16. Don’t sweat the small stuff. Something will go wrong, and no one will notice, and no one will care.
At least twice a week, I’ll find myself on a ladder in the uppermost recesses of someone’s coat closet pulling out a crushed shopping bag filled with the extra party favors from a party hosted five, ten, fifteen, or twenty years before. Now, it’s clearly garbage, but the interesting thing is that it was even garbage at the time the party was hosted. People are just too caught up in the moment to realize it.
Today, party favors have morphed into elaborate giveaways that cost way too much money and, in my opinion, are wasteful, not useful, and not necessary. Let’s take the trophy party favor as an example. It’s bad enough that children get a trophy for playing on a team or getting a haircut, but do we have to give them trophies for attending birthday parties? The trophy saying “I Had Fun at Ethan’s 6th Birthday Party” is definitely on my list of all time worst party favors. And it’s not just young children getting party favors. Bar mitzvahs and Sweet Sixteen parties now end with giveaways ranging from sweatshirts to pajamas to MP3 players. And, even adults attending benefits and bridal/baby showers receive party favors. Clearly, this trend has gotten way out of control.
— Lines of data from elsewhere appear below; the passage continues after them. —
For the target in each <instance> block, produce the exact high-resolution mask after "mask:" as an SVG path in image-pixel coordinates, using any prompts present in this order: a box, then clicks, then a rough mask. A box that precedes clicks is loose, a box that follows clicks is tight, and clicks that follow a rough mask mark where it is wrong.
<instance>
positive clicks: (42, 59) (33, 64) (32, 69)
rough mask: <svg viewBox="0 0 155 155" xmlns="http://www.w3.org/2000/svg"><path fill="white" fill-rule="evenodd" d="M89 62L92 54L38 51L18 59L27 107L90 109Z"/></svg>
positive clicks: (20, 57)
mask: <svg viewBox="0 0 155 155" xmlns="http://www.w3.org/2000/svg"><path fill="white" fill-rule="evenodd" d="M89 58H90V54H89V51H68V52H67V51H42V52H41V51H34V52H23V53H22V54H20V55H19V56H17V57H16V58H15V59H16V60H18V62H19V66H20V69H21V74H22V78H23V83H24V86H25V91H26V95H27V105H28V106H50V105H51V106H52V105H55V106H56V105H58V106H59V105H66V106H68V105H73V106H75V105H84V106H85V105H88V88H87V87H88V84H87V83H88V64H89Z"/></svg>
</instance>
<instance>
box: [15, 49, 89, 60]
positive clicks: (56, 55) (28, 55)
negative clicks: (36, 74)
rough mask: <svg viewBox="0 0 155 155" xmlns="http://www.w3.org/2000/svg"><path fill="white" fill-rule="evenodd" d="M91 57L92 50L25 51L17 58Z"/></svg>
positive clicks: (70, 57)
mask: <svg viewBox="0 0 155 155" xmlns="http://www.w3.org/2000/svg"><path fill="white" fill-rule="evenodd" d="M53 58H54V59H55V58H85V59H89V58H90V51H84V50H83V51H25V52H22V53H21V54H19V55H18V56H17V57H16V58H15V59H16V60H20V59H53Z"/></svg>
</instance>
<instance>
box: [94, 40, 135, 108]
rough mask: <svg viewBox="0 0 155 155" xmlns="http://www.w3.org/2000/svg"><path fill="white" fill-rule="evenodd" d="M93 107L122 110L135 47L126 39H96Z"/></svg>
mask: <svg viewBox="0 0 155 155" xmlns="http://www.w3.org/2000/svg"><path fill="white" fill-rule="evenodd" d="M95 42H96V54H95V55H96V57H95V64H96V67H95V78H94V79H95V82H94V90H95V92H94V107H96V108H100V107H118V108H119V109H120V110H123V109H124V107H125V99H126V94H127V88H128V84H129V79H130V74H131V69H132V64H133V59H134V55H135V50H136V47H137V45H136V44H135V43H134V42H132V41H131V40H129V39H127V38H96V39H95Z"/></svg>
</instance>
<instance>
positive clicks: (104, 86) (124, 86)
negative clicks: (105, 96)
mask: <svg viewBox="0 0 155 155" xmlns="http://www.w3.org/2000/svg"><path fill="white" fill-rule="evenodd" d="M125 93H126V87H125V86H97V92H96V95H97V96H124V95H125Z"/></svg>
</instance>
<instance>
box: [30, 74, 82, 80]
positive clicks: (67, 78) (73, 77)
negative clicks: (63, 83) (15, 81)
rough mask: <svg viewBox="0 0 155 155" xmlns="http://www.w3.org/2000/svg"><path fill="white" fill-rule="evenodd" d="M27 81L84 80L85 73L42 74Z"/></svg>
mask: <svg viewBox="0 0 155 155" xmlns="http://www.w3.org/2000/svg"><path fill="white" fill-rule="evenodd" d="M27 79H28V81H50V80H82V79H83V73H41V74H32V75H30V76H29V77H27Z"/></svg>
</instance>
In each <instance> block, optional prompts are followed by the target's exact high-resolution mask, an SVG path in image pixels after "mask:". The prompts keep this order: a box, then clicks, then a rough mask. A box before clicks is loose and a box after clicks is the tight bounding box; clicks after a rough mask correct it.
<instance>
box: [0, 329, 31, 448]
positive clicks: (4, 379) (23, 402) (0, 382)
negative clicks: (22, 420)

Let’s end the trend of giving party favors. You can start by eliminating party favors when you’re the hostess. Or, at least think edible and/or easily disposable. A bag of candy or an iTunes or Starbucks gift card work for everyone. Then, when on the receiving end, leave the party favor behind. Only take the favor if it’s given to you directly by the hostess. Then, follow the 24-hour rule: the party favor leaves your house within 24 hours. In the case of children’s party favors, this is plenty of time for your child to have fun with it, but not long enough to become attached to it. And for you, it’s just enough time to realize that you don’t need a chocolate lollipop shaped like a pacifier, a cheap picture frame, or yet another tote bag monogrammed with the name of a corporation or club. So, you get the message. Don’t give or accept party favors. Just say NO to the unnecessary expense, unnecessary clutter, and unnecessary effort!